Tuesday, September 25, 2007

An Instrument in the Hands . . .

Last night, I had the opportunity to go to a recital and hear Bion Tsang (currently teaching cello at the UT Austin) and UNT's own Gustavo Romero playing the two Brahms cello sonatas. Now, aside from the fact that I love Brahms so much that I continue to swear that he and I are soulmates, and if we'd lived at the same time he would have given up on Clara altogether, I enjoyed the recital quite a lot.

The thing that struck me about Mr. Tsang's playing was how deliberate everything was. Each note was played with a specific part of the bow, on a specific part of the string, with a certain stroke . . . every detail was thought out.

In my church, we often talk about becoming an instrument in the hands of God (in fact, it's the theme of the visiting teaching messages this year), but I wonder if we really consider what that entails. Yes, we know about the power of the Master's touch, but do we really understand what that means?

There are a few things that struck me:

1. The instrument is completely incapable of creating anything by itself; it is the Master who creates beauty and meaning and breathes life into the instrument.

2. When I play my cello, it has its own ideas sometimes about who is in charge. The challenge is learning to get it to submit to my will rather than have it tell me what I can and cannot do.

3. GREATNESS TAKES PLANNING. This idea admittedly caused me problems, because I am not much of a planner. I like to fly by the seat of my pants. Especially where major life junctions are before me, I am not one to know where I am headed. My realization, though, was that it is not my duty to know. If I am the instrument, it is the duty of the Master to have planned everything out--and He has.

While I'm on the topic of music metaphors (a favorite of mine; I could go on all day), there is something else I've been thinking a lot about lately. I'm a pretty tough critic when it comes to expressivity in musicians. Rarely do I find players who can truly move me, who can conjure up emotions from the depths of my soul. I'm a very emotionally sensitive person, which is a blessing and a curse, but it means that I can sense when people are holding back, and I don't find it convincing at all. I've heard it said before that it's not what you give that gets you to heaven, but what you hold back that condemns you. I think the same is true for music.
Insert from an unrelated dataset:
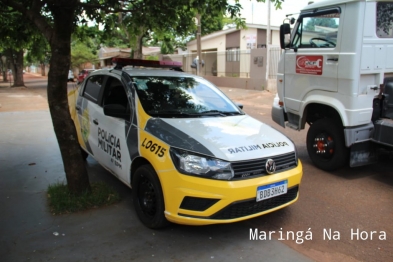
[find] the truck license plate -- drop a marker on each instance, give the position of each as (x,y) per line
(272,190)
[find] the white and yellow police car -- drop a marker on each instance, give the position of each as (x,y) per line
(190,155)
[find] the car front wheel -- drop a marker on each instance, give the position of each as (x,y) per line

At its best, music is a completely personal, vulnerable art. However, I think people don't often invest enough of themselves to make it so. I'm not talking about hours of practice or anything like that--I'm talking about people's SELVES. When you watch a person perform who strips themselves of the pomp and to-do about performance and presents him or herself for you to accept or reject, THAT is moving.

I've recently come to terms with my complete avoidance of vulnerability. I do think, however, that the only times in my life that I have allowed myself to be absolutely vulnerable have been in performance situations. I may not be able to tell you my feelings if you ask me, but if you ask me to play my feelings, I can certainly do that. Somehow it's less scary that way, maybe because fewer people try to understand you and just want to hear pretty music.

Well, none of you asked for my dissertation on musical expression, but if you ever want to talk about it, it's something I'm very passionate about. Ask anytime, and I'll talk for hours about it.